Nissan announced it will cut 20,000 jobs globally and close seven factories as part of a restructuring to address losses exceeding $4 billion over two consecutive years. The company is slashing $3.1 billion in annual expenses while pivoting toward autonomous vehicles through a robotaxi partnership with Uber and British AI startup Wayve.

Driving the news: The layoffs affect roughly 8% of Nissan's global workforce as CEO Ivan Espinosa implements an aggressive turnaround plan. The company's total sales have plummeted from 5.8 million vehicles in 2017 to 3.2 million in 2025.

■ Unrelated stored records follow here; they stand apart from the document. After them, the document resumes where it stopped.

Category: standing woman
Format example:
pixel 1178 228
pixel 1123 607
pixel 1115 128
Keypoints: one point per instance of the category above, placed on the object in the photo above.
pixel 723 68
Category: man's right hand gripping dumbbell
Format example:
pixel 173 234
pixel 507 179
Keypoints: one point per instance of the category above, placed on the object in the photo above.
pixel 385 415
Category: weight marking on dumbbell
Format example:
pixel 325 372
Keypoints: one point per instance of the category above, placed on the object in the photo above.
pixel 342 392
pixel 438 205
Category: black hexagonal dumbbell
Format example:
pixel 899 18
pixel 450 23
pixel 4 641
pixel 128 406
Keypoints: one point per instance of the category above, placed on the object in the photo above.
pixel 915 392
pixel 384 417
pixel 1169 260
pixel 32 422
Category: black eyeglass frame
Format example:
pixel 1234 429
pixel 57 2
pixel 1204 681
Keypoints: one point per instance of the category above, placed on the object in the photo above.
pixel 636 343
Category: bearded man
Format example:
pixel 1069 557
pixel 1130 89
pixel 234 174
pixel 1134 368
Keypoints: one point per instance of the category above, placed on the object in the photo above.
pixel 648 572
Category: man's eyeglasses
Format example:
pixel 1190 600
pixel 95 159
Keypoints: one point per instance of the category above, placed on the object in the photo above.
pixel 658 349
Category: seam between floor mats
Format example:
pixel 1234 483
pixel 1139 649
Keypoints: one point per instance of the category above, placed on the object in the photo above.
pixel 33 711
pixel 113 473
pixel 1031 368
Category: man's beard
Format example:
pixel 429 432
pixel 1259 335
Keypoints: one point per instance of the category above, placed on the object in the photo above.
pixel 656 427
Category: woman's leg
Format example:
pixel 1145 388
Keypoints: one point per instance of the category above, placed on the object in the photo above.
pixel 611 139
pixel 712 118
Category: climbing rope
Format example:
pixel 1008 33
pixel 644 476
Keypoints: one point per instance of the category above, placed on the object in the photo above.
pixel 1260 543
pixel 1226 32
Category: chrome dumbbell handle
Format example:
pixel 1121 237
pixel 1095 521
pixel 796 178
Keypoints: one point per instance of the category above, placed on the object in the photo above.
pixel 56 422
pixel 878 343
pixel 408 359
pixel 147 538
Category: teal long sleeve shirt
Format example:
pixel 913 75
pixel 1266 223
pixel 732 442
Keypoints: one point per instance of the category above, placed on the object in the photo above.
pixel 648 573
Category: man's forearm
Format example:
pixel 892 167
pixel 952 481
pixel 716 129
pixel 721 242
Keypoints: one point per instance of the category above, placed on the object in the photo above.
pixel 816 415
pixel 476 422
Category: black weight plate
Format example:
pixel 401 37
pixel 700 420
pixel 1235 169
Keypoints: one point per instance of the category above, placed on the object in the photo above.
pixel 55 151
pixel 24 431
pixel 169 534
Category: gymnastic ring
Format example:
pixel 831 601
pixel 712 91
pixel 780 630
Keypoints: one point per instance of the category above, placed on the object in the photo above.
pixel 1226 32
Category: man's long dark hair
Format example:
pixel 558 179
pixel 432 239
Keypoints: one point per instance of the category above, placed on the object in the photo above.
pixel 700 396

What's new: Nissan will launch a robotaxi pilot program in Tokyo by the end of this year using Nissan Leaf electric vehicles equipped with Wayve's autonomous driving technology. The initiative is part of a partnership with Uber aimed at entering the driverless ride-hailing market, though some company executives have expressed concerns about relying on the startup's AI system for fully autonomous operations.

Why it matters: The dramatic sales decline has forced Nissan to choose between remaining an independent automaker or becoming a contract manufacturer for technology companies. The robotaxi program represents management's bet on preserving brand relevance in the evolving mobility landscape.

By the numbers: The 2025 Nissan Leaf carries an MSRP of $28,040 plus destination fees. With a federal EV tax credit of up to $7,500 and additional state incentives in markets like California, the effective purchase price can drop significantly. The Leaf offers an EPA-estimated combined range of 226 miles, making it a practical choice for urban and suburban driving.

Reality check: Autonomous ride-hailing services using electric vehicles like the Leaf are likely to gain traction first in dense urban environments with well-developed charging infrastructure. Cities with consistent weather patterns and high ride-share demand present the strongest initial markets. Extreme climates—whether hot desert conditions or freezing winters—can reduce EV range by 15-20%, requiring operators to account for these limitations in fleet planning.

The bottom line: Nissan's restructuring combines painful workforce reductions with a forward-looking bet on autonomous electric mobility. While the Tokyo robotaxi pilot offers a potential pathway to relevance in the changing automotive landscape, the company's ability to execute amid severe financial pressure remains uncertain.

What to watch: The Tokyo launch will test whether Nissan can leverage its existing EV platform to compete in autonomous services, or whether the company will ultimately become a vehicle supplier to technology firms rather than a mobility provider in its own right.